As a missionary of The Church of Jesus Christ of Latter-day Saints in the Russian Far East, I had the opportunity of a lifetime. My faith has always been the most important thing to me, and my missionary service was the one time that I could leave everything else behind and concentrate not only on living the principles I know, but also on teaching them to others and inviting them to join my Church.
As a missionary, I needed to show a desire to serve others and to live the teachings of Jesus Christ. I also had to be willing to volunteer anywhere in the world. I was called through inspiration, without any opportunity to request a certain place, to serve in eastern Russia, known in the Church as the Russia Vladivostok Mission. I was assigned to the cities of Vladivostok, Nakhodka, Ussuriysk, Yuzhno-Sakhalinsk, Khabarovsk and Artyom.
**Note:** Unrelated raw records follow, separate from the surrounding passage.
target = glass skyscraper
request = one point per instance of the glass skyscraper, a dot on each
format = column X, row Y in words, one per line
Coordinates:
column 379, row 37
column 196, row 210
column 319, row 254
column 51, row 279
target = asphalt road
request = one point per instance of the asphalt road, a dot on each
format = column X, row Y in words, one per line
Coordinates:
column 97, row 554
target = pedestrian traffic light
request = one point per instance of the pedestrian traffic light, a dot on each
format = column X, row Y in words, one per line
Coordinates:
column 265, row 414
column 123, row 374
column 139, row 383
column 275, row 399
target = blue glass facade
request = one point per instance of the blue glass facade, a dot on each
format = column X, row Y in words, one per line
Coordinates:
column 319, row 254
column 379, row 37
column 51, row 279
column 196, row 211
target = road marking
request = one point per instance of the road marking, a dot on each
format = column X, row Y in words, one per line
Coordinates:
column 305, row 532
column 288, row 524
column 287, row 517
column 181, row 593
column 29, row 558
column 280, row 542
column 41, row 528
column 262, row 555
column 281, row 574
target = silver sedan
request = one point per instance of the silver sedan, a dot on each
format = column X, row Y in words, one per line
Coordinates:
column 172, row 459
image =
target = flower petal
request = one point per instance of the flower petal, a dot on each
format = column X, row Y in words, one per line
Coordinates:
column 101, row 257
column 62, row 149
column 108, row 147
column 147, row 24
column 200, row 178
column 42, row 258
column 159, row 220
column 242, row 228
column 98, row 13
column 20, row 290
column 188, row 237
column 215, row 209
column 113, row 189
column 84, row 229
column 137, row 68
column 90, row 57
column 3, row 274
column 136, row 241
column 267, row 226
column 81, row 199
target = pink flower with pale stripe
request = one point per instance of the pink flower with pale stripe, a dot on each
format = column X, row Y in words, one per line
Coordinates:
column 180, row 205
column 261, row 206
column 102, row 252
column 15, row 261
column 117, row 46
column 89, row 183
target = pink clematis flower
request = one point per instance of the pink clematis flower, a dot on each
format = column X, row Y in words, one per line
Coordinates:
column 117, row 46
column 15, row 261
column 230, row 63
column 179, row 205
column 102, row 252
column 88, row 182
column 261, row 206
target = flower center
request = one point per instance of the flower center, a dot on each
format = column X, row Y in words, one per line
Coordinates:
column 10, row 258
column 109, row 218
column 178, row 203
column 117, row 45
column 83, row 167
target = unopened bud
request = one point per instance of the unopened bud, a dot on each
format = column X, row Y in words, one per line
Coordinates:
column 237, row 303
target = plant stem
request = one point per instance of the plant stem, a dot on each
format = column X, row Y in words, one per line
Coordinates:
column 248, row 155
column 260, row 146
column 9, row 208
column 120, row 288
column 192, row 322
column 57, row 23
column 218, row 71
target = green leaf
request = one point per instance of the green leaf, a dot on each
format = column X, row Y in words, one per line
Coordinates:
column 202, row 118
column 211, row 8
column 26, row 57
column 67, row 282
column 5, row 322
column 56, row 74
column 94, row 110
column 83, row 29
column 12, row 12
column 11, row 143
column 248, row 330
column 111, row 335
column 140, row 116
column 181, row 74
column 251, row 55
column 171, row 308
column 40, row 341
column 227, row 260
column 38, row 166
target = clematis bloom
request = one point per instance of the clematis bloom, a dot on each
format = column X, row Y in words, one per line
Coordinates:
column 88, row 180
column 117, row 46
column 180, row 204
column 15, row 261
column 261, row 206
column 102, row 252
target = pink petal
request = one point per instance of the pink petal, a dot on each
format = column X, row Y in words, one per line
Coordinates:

My Russian studies at Wake Forest gave me an excellent foundation for my work. I served a substantial portion of my two-year mission with missionaries who were native Russians, and I learned to deeply appreciate their culture. I returned from my trip able to speak Russian proficiently.
My service was rigorous, tiring and demanding. Day after day my fellow missionaries and I taught the Gospel of Jesus Christ as found in the Bible and in “The Book of Mormon: Another Testament of Jesus Christ.” Throughout our stay, we searched for people who were interested in learning more about the faith. It was hard work, and two years was a long time. Yet as a faithful missionary, I never wondered what I would get from such service or what would come of it.
During my time in Russia, the question I asked myself was, ‘What more can I give?’ Knowing the world, in general, and this part of the world, in particular, is thirsting for truth and fulfillment, we knew our message was the only one that could provide a permanent solution. For me this service exemplified better than anything else the University motto, “Pro Humanitate.”
The greatest lesson I brought back can be summed up in a single sentence, ‘Do it all for their sake.’ That was my reason for serving the mission. Fulfillment comes for serving others, not seeking your our own rewards. My service strengthened me in so many ways. I learned to value the things that really matter most in life — family, integrity, devotion to principles and hard work.
In conclusion, this missionary service shaped who I am and how I feel about life, helping me better understand what matters most and what things really make a difference for people. It was indeed the opportunity of a lifetime.